Han pasado 2 años desde entonces, y he seguido siempre a dieta, intercalando con épocas en las que he comido mucho por inestabilidad emocional. Pero fue hace tan solo 2 meses cuando supe que no me había curado del todo. Tras leer un artículo de Weloversize sobre la frase “guapa de cara” (mil gracias a la autora), me cabreé. Me enfadé conmigo, con mi familia, con mis amigos, con todos aquellos que me recriminaron mi gordura y premiaron mis pérdidas de peso. Me eché en cara el mirarme al espejo y suspirar, el tapar mi barriga con blusas anchas, el no ligar con chicos asumiendo que me rechazarán por mi físico. El pensar en la comida como el problema y a la vez como la solución. Yo, que tan crítica soy de los estereotipos y los cánones de belleza, de las artimañas de los medios de comunicación para hacernos sentir inferiores por ser distintas, yo también caí. Como cuando tenía 15 años, estaba enferma sin saberlo. Ya no me provocaba vómitos, es cierto, pero mi autoestima y mi relación con la comida y las dietas seguían siendo las propias de alguien enfermo.
Si alguna vez vuelvo a hacer dieta será porque yo quiera, no porque sienta necesidad. En vez de seguir pensando en mi cuerpo como algo ajeno a mí de lo que tengo la obligación de librarme, entendí que mi cuerpo soy yo. Mis michelines y mis muslos son parte de mí, y se merecen ser amados. No son ninguna equivocación. Comprendí que ser guapa no es tan importante; aunque fuese la mujer más hermosa del mundo, mi físico no sería lo mejor de mí. Mi inteligencia, mi compasión, mi lealtad; esos son los atributos que realmente tienen valor.

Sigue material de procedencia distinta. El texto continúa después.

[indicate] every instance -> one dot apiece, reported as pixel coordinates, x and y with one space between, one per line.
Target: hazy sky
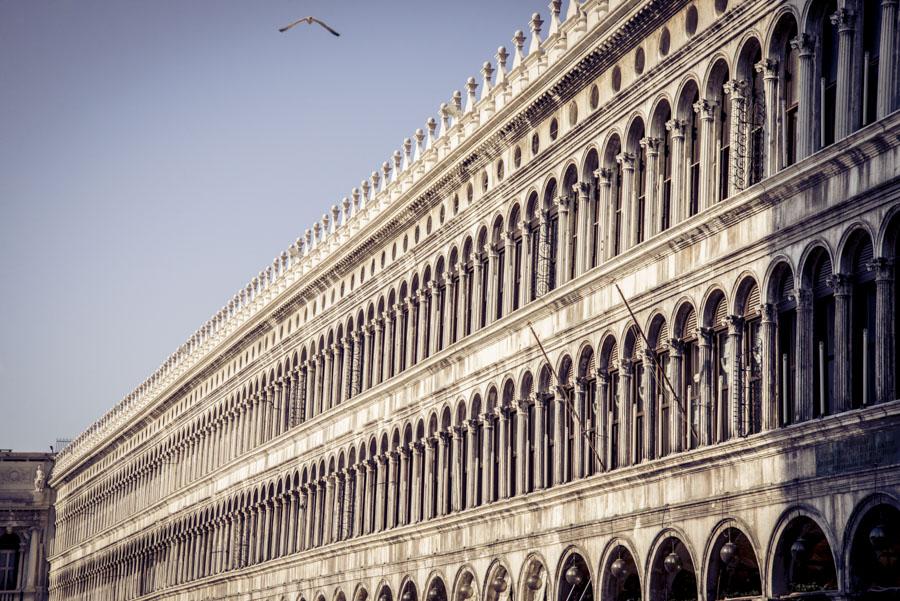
156 154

A menudo, los trastornos alimenticios son enfermedades invisibles, tanto para los demás como para uno mismo. Y cuando pasa lo peor creemos que todo se ha terminado, pero como suele ocurrir con las enfermedades mentales, nos acompañan durante más tiempo. Si estás leyendo esto y te reflejas en mis palabras, como me ocurrió a mí, siento decirte que salir de ello va a ser muy duro, y va a requerir todo tu esfuerzo. Tendrás recaídas, altibajos y creerás que no lo puedes conseguir, pero puedes. No cometas el error que yo cometí, pide ayuda; admitir en voz alta que se está mal requiere mucha más valentía que luchar en soledad. El camino a la recuperación es largo y tedioso, pero durante él descubrirás a esa persona tan increíble que habita en tu cuerpo. El mío aún no se ha terminado; sigo avergonzándome al comer en público, evito la ropa ajustada, y todavía me cuesta creer que alguien pueda sentirse atraído por mí. Pero puedo asegurarte que no hay nada más gratificante que mirarme en el espejo desnuda, contemplar mis redondeces, mis estrías, mi celulitis, sonreír y pensar: “qué hermosa soy”.